Monday, February 21, 2005

Ruffling Big Bird's Feathers

The New York Times
February 21, 2005

Ruffling Big Bird's Feathers

Since its beginnings more than three decades ago, public television has served its audience best as an independent, creative medium, and its goal has been to avoid political and commercial taint. Now, the Public Broadcasting Service, that loose network of 349 public stations, is under assault politically and economically. The need for money to pay for expensive shows has driven it to sell commercial time, and as a result, each year offers less relief from the noisy commercialism on other channels.

Even more troubling, the conservatives in Congress and the White House have apparently decided that independence is O.K. only as long as the programming doesn't stray from their political ideology. Since the federal government provides 15 to 20 percent of the budget for public broadcasting, Washington's heavy hand - which comes crashing down with petty and even ludicrous complaints - threatens to choke the creativity out of PBS.

Let's be direct: PBS is hardly the Mount Olympus it once was. With the cable explosion, public television is no longer the only source of what was once labeled "educational television," nor of more serious-minded documentaries, cultural and current-events programming. And as ultraconservatives and bottom liners circle, PBS appears to be too accommodating in response. When conservatives attacked the respected Bill Moyers, labeling him a dangerous liberal, PBS offered Tucker Carlson and Paul Gigot. Whatever slight liberal flavor might be dug out of the Moyers broadcasts, those are openly ideological conservative editorialists. Will they do investigations like Mr. Moyers? Will they dig beneath the large, loud surface of TV punditry? If not, how, please, is PBS different from MSNBC?

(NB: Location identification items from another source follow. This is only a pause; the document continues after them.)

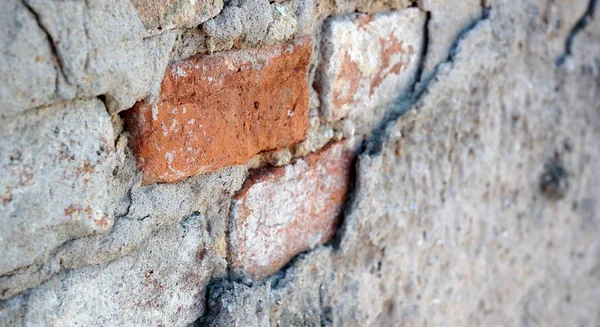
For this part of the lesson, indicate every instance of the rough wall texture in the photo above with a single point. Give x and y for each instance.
(300, 163)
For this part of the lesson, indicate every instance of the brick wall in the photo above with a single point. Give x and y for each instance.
(299, 162)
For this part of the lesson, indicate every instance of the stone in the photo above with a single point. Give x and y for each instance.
(56, 166)
(160, 15)
(219, 110)
(163, 282)
(81, 49)
(280, 212)
(368, 61)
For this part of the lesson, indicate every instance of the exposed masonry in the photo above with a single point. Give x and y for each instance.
(280, 162)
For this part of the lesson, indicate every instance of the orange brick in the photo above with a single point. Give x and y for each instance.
(280, 212)
(220, 110)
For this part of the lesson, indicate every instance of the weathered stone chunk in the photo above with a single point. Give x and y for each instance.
(62, 50)
(220, 110)
(55, 168)
(283, 211)
(369, 60)
(160, 15)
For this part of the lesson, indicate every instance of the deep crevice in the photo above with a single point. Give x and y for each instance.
(580, 25)
(53, 48)
(423, 54)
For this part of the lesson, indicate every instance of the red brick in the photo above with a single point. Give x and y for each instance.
(280, 212)
(220, 110)
(369, 61)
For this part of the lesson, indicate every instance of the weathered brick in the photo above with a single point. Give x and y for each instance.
(369, 60)
(280, 212)
(220, 110)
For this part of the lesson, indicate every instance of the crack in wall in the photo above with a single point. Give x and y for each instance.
(580, 25)
(53, 49)
(371, 145)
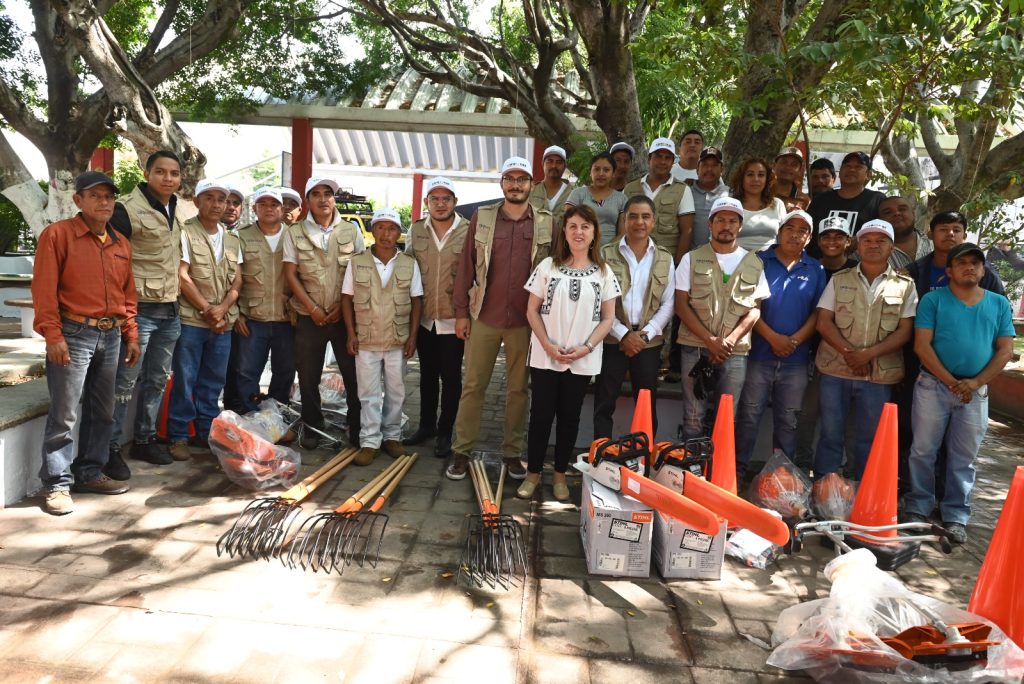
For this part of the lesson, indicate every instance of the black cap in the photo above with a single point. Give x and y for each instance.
(860, 157)
(93, 178)
(963, 250)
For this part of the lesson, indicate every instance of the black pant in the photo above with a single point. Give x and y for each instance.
(643, 375)
(310, 345)
(440, 371)
(554, 394)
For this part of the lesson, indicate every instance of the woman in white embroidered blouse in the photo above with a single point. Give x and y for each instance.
(570, 310)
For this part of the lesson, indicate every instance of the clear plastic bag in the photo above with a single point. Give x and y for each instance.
(248, 457)
(832, 497)
(781, 486)
(840, 638)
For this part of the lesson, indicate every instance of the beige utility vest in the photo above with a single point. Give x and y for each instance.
(212, 278)
(486, 217)
(156, 250)
(720, 305)
(666, 231)
(322, 271)
(539, 199)
(660, 278)
(864, 323)
(264, 292)
(437, 268)
(382, 313)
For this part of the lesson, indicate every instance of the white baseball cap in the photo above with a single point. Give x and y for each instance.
(434, 183)
(267, 193)
(516, 164)
(797, 213)
(289, 193)
(320, 180)
(727, 204)
(662, 143)
(877, 225)
(834, 223)
(556, 151)
(211, 184)
(385, 214)
(623, 145)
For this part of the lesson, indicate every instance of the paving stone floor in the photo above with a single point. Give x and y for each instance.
(130, 589)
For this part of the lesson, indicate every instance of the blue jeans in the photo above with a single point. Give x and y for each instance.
(94, 366)
(698, 415)
(783, 384)
(200, 367)
(938, 414)
(838, 396)
(157, 338)
(276, 340)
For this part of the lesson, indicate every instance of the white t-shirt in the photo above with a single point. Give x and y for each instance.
(728, 263)
(570, 309)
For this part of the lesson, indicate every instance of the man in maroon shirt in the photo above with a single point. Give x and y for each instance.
(85, 301)
(504, 244)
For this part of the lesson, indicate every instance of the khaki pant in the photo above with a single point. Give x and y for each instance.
(481, 352)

When conservatives sputtered about the program in which Buster, a cartoon bunny rabbit, met a gay couple in his travels across America, PBS dropped the segment. For those concerned that a documentary had United States soldiers using foul words, PBS offered its affiliates a sanitized version that several critics labeled the "War is heck" show. And bowing to the popularity of HBO, PBS is planning to offer some of the paid-channel's programs, expletives deleted of course.

With all these difficulties, PBS and its very independent affiliates still offer some of the best shows around. "The NewsHour With Jim Lehrer" is intelligent, civilized discourse on the day's issues. "Nova," "Frontline" and "Masterpiece Theater" still deserve their stars, and "Sesame Street" remains the network's apple pie.

The challenge is to keep public television not merely alive but vibrant. If this Congress and president make their political mark on PBS, what's to stop the next president from doing the same? Politicians should not be allowed to trim public broadcasting to their liking.

The best long-term proposal would be to use funds from the eventual sale of the broadcast spectrum to establish a trust fund for the system. Some critics have argued that a trust fund offers too much independence from political overseers. But the far-sighted in every political camp should recognize that a little more financial independence is precisely what public broadcasting needs.